Les étudiants africains, champions de la mobilité

Beaucoup d’étudiants du continent partent poursuivre leurs études dans un pays étranger. Les anciennes puissances coloniales figurent au premier rang des destinations les plus prisées, mais d’autres pays émergent, y compris en Afrique.

Devant leurs homologues asiatiques, les étudiants africains sont les plus mobiles de la planète, environ trois fois plus que la moyenne mondiale. Selon les statistiques de l’Unesco, 1 sur 16 poursuit son cursus hors de son pays de résidence. Pris isolément, certains États du continent connaissent de véritables hémorragies.

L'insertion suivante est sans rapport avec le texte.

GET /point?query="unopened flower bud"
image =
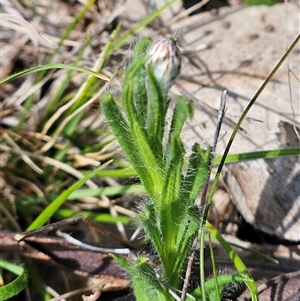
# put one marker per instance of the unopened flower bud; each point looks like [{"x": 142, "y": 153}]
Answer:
[{"x": 165, "y": 59}]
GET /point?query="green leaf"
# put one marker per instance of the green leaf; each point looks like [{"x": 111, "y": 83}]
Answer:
[{"x": 17, "y": 285}]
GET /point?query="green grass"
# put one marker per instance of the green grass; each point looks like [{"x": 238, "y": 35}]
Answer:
[{"x": 48, "y": 165}]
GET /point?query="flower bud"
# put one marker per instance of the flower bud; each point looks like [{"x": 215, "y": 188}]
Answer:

En 2008, 1 étudiant marocain sur 10, 1 étudiant sénégalais sur 8 et même 1 étudiant mauritanien sur 4 inscrits dans le supérieur l’étaient à l’étranger.

En dépit de l’augmentation du nombre de candidats au départ (+ 0,8 point entre 1999 et 2007), les enquêtes n’indiquent toutefois pas une accélération de l’expatriation des étudiants. Pratiquement tous les pays voient en effet leur taux de scolarisation au-delà du bac progresser encore plus vite. En outre, les migrations estudiantines ne sont pas forcément mal perçues par les pays d’origine, car elles les soulagent d’une partie du fardeau financier induit par la massification de l’enseignement supérieur.

« La décision de partir à l’étranger est souvent contrainte, en raison de l’absence de la spécialité choisie par l’étudiant », indique Michel Beine, professeur d’économie spécialiste des migrations à l’université du Luxembourg. Ainsi, au Cap-Vert, où les possibilités sont très limitées, 92 % des étudiants sont hors du pays. Des pays comme la Tunisie, qui offrent des possibilités d’études bien supérieures, connaissent aussi ce type de situation lorsque les places dans une filière sont trop limitées. À preuve, le départ de quantité de jeunes bacheliers qui filent depuis plusieurs années faire leur médecine en Roumanie, où, moyennant finance – 5 000 euros –, les conditions d’admission sont moins sélectives.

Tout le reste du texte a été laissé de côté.